L’actualité avec David Hume
Le philosophe David Hume (1711-1776) a aperçu un sophisme lourd de conséquences.Il survient quand nous passons, et c’est fallacieusement, de ce qui est, et donc de faits, a? un jugement de valeur, à ce qui doit être. Entre les faits et les normes, entre les propositions factuelles et les jugements normatifs il y a, a brillamment observé Hume, un gouffre que les faits, à eux seuls, ne peuvent en toute logique permettre de franchir.
Ceci est crucial pour l’action puisque celle-ci suppose de viser une fin, laquelle comprend pour être avancée un jugement de valeur.
On devine ce que cela implique pour des politiques publiques en général qui doivent, par définition, pour décider de ce qu’il convient de faire, à la fois réunir des faits probants et adopter des fins et des valeurs, que ces faits à eux seuls ne peuvent déterminer.
De Hume aux politiques publiques
Plusieurs scénarios sont alors possibles, et que vous avez devinés.
Il arrive par exemple qu’on se trompe sur les faits ; ou encore qu’ils soient polémiques, débattus, non concluants.

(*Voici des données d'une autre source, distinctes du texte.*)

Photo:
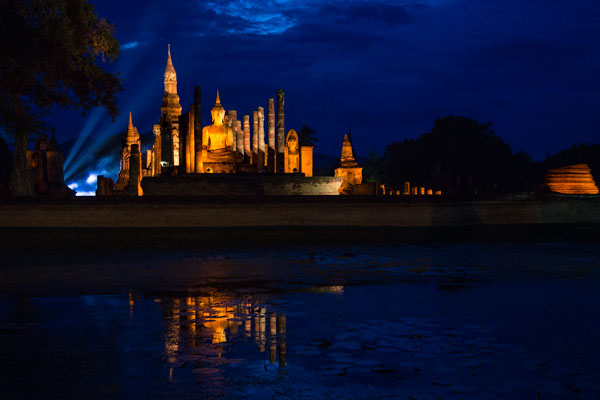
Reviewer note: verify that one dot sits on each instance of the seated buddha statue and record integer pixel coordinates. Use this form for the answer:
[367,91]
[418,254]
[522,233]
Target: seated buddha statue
[217,139]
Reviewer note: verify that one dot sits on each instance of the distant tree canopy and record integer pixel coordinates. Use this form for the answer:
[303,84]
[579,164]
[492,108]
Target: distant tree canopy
[372,167]
[461,157]
[307,136]
[50,52]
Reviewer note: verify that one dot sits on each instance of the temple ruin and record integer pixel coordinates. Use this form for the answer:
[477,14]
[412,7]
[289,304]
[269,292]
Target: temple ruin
[573,179]
[227,147]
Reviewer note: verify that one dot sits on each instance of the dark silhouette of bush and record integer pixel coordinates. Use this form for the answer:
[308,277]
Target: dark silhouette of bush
[582,153]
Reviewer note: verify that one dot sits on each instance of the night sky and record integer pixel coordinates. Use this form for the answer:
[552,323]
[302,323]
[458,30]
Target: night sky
[387,68]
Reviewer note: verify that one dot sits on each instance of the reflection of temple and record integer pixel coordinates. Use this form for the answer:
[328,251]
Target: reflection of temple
[204,325]
[572,179]
[349,169]
[226,146]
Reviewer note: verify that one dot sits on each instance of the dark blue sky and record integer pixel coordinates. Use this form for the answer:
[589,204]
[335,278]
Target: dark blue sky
[388,68]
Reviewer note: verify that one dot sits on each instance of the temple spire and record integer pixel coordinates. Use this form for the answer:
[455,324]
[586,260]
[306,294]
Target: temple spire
[170,74]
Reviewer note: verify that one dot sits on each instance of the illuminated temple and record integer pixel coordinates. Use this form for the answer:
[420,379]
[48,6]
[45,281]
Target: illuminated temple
[242,154]
[573,179]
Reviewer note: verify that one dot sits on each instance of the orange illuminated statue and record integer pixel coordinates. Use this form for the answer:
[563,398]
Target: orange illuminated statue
[217,141]
[573,179]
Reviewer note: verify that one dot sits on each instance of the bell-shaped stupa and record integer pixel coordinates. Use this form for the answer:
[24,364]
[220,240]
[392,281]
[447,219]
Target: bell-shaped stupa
[572,179]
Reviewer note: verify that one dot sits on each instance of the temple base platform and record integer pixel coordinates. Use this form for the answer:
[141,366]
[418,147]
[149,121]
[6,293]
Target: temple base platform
[240,185]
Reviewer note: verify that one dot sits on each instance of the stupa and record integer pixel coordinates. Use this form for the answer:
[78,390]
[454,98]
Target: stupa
[222,158]
[572,179]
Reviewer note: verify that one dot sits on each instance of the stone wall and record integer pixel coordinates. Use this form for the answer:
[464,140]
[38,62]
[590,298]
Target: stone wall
[268,211]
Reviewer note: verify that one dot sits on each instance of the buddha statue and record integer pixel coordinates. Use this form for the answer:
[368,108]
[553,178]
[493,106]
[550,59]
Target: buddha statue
[291,153]
[217,141]
[217,136]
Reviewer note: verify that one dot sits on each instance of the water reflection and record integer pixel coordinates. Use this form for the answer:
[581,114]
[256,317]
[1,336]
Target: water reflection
[205,330]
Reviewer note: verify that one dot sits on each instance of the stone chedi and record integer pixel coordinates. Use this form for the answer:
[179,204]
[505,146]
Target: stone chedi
[572,179]
[349,169]
[130,137]
[46,163]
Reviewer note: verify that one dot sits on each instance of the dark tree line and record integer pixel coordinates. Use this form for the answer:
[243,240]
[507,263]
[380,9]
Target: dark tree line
[461,157]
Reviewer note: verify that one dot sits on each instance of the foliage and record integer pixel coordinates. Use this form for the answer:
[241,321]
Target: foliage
[461,157]
[307,136]
[50,52]
[372,167]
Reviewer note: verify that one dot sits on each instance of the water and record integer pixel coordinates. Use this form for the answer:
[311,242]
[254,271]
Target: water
[465,321]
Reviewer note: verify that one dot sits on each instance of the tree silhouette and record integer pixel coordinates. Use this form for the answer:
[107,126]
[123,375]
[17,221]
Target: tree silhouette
[50,56]
[582,153]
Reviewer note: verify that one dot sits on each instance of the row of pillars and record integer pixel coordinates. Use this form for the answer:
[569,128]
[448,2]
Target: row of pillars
[409,191]
[252,146]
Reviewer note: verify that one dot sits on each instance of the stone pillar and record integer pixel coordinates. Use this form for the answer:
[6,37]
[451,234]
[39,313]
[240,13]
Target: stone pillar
[190,144]
[240,136]
[261,139]
[254,137]
[306,162]
[175,143]
[231,118]
[271,151]
[280,129]
[133,186]
[198,129]
[247,149]
[157,169]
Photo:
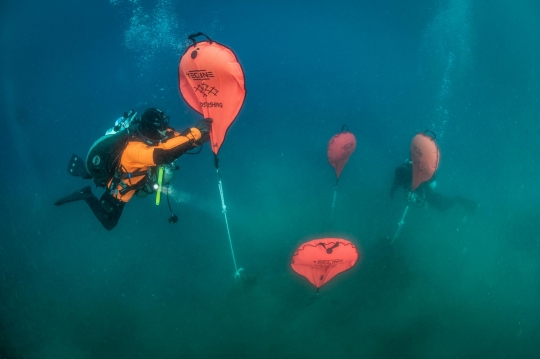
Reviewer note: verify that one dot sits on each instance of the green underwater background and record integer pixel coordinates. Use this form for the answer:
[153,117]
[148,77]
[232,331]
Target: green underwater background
[452,285]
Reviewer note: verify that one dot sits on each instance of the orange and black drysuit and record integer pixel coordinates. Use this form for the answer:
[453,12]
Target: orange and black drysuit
[133,172]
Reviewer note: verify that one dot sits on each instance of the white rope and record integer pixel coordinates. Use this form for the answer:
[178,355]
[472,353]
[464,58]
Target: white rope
[224,211]
[400,224]
[333,202]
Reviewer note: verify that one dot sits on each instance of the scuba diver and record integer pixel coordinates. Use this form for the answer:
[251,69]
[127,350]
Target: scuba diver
[424,194]
[125,161]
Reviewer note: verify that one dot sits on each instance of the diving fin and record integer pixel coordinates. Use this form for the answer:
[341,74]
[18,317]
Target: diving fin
[77,168]
[84,193]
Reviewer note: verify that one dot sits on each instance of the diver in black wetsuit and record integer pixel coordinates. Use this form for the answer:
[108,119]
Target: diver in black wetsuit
[425,194]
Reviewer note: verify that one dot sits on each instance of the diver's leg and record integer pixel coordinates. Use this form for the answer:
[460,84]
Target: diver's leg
[107,210]
[84,193]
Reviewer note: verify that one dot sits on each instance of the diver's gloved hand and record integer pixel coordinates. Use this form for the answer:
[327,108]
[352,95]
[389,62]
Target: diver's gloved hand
[204,125]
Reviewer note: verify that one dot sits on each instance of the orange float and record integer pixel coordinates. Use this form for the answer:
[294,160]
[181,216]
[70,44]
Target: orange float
[322,259]
[340,148]
[425,158]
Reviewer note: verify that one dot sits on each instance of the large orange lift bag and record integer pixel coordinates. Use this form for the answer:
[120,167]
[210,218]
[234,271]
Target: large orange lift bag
[322,259]
[211,81]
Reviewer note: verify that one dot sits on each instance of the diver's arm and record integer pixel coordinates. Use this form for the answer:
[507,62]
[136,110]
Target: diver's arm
[177,146]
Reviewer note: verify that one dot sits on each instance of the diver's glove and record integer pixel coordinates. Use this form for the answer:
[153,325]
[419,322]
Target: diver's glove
[204,125]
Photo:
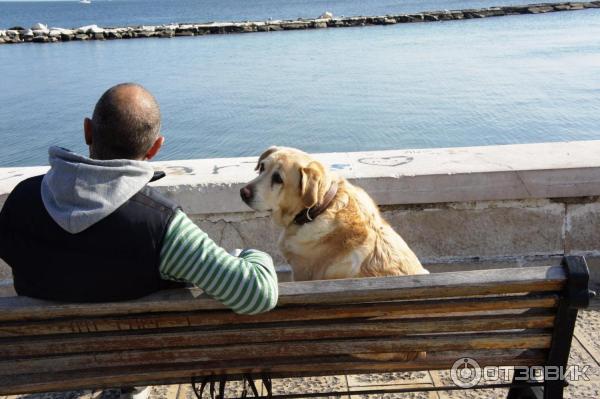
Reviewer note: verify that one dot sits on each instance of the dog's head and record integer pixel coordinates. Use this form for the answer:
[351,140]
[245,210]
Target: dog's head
[288,182]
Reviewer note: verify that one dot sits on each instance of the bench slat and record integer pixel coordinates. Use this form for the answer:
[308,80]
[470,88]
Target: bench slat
[290,314]
[439,285]
[30,347]
[182,373]
[535,340]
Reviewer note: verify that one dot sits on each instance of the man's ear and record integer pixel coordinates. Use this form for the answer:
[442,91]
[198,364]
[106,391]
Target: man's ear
[155,148]
[88,129]
[311,179]
[265,154]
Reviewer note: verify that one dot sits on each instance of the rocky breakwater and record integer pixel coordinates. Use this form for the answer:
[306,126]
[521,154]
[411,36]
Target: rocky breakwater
[40,33]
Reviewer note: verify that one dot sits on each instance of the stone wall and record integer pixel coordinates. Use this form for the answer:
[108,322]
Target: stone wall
[458,208]
[40,33]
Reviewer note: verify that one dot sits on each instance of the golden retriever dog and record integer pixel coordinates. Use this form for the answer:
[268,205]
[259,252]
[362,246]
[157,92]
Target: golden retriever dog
[331,229]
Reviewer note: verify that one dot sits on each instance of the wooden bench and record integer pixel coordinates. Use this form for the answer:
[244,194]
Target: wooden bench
[503,317]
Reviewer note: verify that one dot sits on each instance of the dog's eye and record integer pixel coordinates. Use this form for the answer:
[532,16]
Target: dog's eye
[277,178]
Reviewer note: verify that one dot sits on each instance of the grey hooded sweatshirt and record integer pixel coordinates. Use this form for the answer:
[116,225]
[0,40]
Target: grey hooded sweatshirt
[79,191]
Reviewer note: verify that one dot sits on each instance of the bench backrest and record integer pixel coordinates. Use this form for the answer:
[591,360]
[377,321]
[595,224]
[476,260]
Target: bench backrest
[498,317]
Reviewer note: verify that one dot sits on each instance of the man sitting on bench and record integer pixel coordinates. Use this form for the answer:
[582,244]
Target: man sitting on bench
[91,230]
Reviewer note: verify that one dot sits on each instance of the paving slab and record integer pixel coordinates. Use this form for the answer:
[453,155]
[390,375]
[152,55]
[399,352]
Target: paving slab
[397,378]
[411,395]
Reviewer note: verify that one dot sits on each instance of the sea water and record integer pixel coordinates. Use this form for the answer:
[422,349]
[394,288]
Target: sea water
[516,79]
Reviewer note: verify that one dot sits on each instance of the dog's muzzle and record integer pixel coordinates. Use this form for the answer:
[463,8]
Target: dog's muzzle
[246,194]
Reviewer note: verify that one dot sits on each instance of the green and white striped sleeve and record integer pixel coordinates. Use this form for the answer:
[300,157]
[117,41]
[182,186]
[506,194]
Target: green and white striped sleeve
[247,284]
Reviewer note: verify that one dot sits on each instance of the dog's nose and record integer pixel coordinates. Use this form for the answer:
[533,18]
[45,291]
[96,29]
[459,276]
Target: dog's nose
[246,193]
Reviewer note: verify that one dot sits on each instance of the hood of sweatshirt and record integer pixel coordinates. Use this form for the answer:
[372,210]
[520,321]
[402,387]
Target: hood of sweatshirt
[79,191]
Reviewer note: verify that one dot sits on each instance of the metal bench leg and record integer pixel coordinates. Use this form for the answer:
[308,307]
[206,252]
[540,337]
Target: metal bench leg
[576,296]
[523,391]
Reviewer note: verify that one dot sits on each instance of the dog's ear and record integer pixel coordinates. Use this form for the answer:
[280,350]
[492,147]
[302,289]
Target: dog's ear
[311,179]
[265,154]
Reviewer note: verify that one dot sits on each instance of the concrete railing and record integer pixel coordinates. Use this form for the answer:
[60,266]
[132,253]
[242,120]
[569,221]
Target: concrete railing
[458,208]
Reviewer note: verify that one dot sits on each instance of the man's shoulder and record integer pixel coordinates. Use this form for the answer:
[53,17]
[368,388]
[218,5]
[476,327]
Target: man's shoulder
[151,198]
[28,188]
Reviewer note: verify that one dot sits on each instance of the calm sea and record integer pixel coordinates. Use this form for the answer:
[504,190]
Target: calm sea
[501,80]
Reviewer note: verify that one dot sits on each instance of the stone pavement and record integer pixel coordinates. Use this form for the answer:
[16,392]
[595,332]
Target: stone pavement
[584,351]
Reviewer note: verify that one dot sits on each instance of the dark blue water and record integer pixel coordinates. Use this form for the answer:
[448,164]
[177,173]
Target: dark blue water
[68,14]
[518,79]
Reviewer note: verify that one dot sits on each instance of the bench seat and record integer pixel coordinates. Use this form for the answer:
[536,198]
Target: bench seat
[503,317]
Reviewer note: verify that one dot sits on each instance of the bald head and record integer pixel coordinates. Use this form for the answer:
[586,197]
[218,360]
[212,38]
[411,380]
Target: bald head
[125,124]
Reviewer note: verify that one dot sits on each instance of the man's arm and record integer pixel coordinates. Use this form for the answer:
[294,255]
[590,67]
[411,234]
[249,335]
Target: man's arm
[247,284]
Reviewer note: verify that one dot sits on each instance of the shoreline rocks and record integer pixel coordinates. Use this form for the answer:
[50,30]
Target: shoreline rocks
[40,33]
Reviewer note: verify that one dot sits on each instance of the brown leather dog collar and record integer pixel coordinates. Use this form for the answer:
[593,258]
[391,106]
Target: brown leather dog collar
[309,214]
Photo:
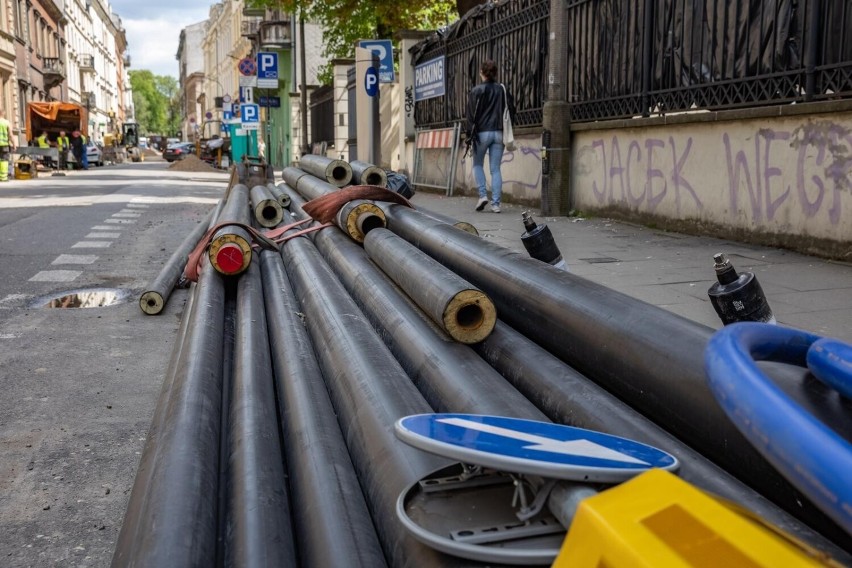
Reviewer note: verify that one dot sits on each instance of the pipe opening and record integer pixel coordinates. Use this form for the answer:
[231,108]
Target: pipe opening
[369,222]
[470,316]
[374,178]
[269,213]
[339,173]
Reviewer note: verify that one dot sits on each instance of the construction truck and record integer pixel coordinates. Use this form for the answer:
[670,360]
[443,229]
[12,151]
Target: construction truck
[130,141]
[51,117]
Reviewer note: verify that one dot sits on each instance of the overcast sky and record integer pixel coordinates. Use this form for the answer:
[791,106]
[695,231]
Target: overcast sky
[153,30]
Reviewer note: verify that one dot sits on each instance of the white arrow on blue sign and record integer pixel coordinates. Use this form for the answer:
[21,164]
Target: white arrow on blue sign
[536,448]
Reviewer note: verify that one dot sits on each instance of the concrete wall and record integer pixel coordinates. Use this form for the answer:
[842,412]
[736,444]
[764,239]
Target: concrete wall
[784,176]
[778,176]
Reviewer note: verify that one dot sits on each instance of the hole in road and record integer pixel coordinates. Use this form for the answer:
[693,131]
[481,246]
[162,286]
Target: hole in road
[99,298]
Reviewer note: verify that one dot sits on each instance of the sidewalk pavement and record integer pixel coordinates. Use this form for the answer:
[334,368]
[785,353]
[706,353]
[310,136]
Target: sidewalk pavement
[672,270]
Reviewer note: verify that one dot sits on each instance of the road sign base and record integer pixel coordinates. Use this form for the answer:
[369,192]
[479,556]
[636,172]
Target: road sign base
[472,516]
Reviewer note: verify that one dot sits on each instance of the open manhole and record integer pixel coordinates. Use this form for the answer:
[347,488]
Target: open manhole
[99,298]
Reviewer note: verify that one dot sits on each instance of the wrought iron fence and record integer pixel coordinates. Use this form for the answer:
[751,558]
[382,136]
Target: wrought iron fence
[631,58]
[514,34]
[649,57]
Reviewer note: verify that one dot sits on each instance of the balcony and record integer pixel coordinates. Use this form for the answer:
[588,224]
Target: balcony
[249,28]
[87,63]
[53,71]
[275,35]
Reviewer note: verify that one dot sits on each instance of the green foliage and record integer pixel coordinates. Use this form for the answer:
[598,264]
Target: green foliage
[156,100]
[344,22]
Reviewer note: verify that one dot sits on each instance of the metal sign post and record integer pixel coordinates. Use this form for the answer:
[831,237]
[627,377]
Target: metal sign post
[369,147]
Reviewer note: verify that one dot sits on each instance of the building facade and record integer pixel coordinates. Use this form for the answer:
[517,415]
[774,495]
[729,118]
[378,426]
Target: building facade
[191,79]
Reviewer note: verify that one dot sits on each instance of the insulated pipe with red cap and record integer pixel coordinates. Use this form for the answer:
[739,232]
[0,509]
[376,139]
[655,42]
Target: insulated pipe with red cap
[230,248]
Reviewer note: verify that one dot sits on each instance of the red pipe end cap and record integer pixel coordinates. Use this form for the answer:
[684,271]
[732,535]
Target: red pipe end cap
[230,258]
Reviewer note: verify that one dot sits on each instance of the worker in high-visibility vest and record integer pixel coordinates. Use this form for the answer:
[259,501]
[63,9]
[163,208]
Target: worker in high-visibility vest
[63,144]
[43,142]
[7,146]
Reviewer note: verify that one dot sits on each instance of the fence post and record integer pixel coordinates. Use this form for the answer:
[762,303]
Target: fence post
[814,15]
[647,55]
[555,195]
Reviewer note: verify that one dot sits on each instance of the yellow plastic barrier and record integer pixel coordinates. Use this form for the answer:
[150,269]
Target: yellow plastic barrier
[657,520]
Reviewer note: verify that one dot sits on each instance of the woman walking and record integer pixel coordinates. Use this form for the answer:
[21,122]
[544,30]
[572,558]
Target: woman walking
[485,128]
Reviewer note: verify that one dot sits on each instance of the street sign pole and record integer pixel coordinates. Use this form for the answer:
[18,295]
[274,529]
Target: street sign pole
[369,147]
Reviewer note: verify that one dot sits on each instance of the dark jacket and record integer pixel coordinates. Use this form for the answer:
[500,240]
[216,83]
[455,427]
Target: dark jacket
[485,108]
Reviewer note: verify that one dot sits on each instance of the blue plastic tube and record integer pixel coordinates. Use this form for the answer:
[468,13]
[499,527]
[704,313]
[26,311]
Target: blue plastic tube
[811,456]
[830,360]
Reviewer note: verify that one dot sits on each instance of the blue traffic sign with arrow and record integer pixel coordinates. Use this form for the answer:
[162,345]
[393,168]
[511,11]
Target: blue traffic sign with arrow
[536,448]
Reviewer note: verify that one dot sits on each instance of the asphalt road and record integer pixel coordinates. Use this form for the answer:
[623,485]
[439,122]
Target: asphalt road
[78,386]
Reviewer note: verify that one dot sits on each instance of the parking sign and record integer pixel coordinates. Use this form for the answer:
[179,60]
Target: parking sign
[267,70]
[383,48]
[250,116]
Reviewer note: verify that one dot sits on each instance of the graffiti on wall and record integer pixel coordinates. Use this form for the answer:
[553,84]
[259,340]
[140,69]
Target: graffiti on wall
[759,174]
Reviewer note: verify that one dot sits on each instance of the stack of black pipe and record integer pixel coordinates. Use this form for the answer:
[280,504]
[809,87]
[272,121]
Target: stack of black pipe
[317,328]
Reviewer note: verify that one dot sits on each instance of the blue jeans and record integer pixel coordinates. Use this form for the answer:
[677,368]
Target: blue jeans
[491,142]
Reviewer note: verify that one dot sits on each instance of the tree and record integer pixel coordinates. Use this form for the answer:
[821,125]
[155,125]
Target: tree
[155,98]
[346,21]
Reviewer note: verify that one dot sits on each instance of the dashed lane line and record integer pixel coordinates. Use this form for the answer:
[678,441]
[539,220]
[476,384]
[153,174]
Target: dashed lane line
[102,236]
[75,259]
[92,244]
[56,276]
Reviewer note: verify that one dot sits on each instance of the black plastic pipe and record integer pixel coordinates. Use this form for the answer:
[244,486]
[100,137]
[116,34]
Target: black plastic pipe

Il arrive aussi qu’il y ait accord sur les faits, mais profonds désaccords sur les fins. Par exemple, du seul fait avéré de la nocivité du cannabis on ne peut conclure qu’il faille (ou pas) le légaliser.
Il arrive encore que les faits soient bien connus, avérés, solidement établis et que les valeurs soient consensuelles : il reste alors à déterminer comment réaliser en pratique ce que tout cela commande de faire. Mais ici aussi, de profonds désaccords peuvent surgir, pour toutes sortes de raisons : coûts, intérêts corporatistes et bien d’autres.
On imagine sans mal comment tout cela peut être observé quand il s’agit de cette pratique complexe et de la plus haute importance qu’est l’éducation.
Le cas actuel de l’éducation
Voici quelques cas de figure.
Il peut bien entendu arriver là aussi qu’on se trompe sur des faits cruciaux et avérés. Pour une part substantielle, ce fut le cas avec la réforme de l’éducation, qui méconnaissait de précieuses données probantes.
Il arrive que nous ayons des désaccords sur les fins : pour ne nommer que ceux-là, certains débats actuels sur la recherche universitaire trouvent ici une de leurs sources.
Mais ce que suggère Hume jette, me semble-t-il, un éclairage particulièrement instructif sur certains débats très polémiques ayant cours en ce moment en éducation.
Ils surviennent parfois en raison de la très grande et déconcertante nouveauté de ce qui est en jeu.
Songez par exemple à tout ce dossier des nouvelles technologies. Amazon peut-il offrir des cours à l’université ? Lesquels ? À quelles conditions ? Doit-on miser sur les MOOCs (Massive Open Online Courses, des formations en ligne ouvertes à tous) ? Quelles sont ici les données probantes ? Quelles valeurs devrait-on viser ? Comment décider de ce qu’il faut faire sans partisanerie et à l’abri des seuls intérêts particuliers, notamment économiques ?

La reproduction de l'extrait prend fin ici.